Redundancy: Software N-version programming is most commonly used FTM, where, some N modules are made to perform same operation and their outputs are compared and if they differ, the voting mechanism is invoked to choose fault free result. But, this approach consumes more systems resources for redundant operations and the system cost increases 5.
Migration: In this approach, when any part of application is running, using failure prediction algorithms, the location, time and type of failure that will occurs at any node is identified first and, that portion of application is migrated to the safe node where application can continue running without failure. Reliability, Availability and Serviceability (RAS) log files are commonly used to develop the prediction algorithm 4. But, these failure predictive algorithms in case of petascale and exascale systems where more number of processors and nodes are involved, fail to accurately record the failure logs, that is logs the failures which may never occur or does not logs the failure which occur. Therefore, unidentified faults are not addressed. Hence, migration FTMs when used with other FTMs like checkpointing, again the challenge is when and where to place checkpoints or at what intervals checkpoints are placed.
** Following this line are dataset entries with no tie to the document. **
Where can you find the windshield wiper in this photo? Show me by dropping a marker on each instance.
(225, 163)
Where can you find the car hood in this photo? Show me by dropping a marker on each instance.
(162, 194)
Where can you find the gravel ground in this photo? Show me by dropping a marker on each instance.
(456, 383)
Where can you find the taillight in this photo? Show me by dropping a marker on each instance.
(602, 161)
Failure Semantics: Semantics helps to understand the way in which failure happen. Semantics are based on the fact that, any error in results indicates fault in operation. This erroneous state leads to subsequent failures 6. The various situations of faults are listed in semantics and the recovery action is invoked upon detection of faults. Some of the failure semantics are omission failure semantics, performance failure semantics and crash failure semantics. This technique is based on the ability of the fault detector and any undetected faults, their semantics and their recovery action is not addressed 7.
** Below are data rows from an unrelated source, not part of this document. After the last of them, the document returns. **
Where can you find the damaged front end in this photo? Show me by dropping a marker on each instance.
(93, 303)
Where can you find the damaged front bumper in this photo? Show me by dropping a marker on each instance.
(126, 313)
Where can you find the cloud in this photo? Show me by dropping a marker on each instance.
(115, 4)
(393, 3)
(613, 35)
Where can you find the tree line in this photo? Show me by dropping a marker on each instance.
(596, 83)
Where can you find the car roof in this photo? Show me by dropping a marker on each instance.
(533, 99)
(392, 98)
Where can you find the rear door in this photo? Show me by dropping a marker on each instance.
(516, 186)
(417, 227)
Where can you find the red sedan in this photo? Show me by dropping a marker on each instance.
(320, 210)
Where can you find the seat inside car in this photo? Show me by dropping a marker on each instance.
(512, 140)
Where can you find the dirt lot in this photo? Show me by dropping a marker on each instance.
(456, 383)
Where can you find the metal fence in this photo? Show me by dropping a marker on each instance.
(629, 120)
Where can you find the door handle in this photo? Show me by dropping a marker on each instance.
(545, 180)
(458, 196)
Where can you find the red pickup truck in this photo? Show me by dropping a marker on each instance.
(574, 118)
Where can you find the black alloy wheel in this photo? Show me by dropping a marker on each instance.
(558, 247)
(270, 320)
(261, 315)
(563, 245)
Failure Masking: The operations are grouped with some redundant processing members. In case of failure these redundant members take over the operation and provide required results without disrupting the end result. Hierarchical group masking and flat group masking are most efficient masking techniques used. In these techniques, voting process or coordinator is used to select one of the redundant members to take over the identified faulty operation and perform once again without fault. During this process the faulty is masked and later replaced by the operational staff. In this technique, extra hardware and software required for voting process / coordinator operation, redundant processing units. This technique also incorporates delays and overheads in its performance because of voting process and decision making in selecting redundant processor. Also, masking technique create new errors, failures and hazards when operational staff fails to replace failed components, since such systems should be regularly inspected and therefore overall costs increases 8 9.
Based on literature survey, the above mentioned FTMs are reliable and efficient in distributed system but lag addressing undetectable faults. Faults in these FTMs left undetectable in case of high performance computations.
Checkpointing is most suitable way to address undetectable faults where the recent fault free operation/state, consistent is saved and the operation is restarted from that checkpoint 6. Shaded blocks are out of scope in this research.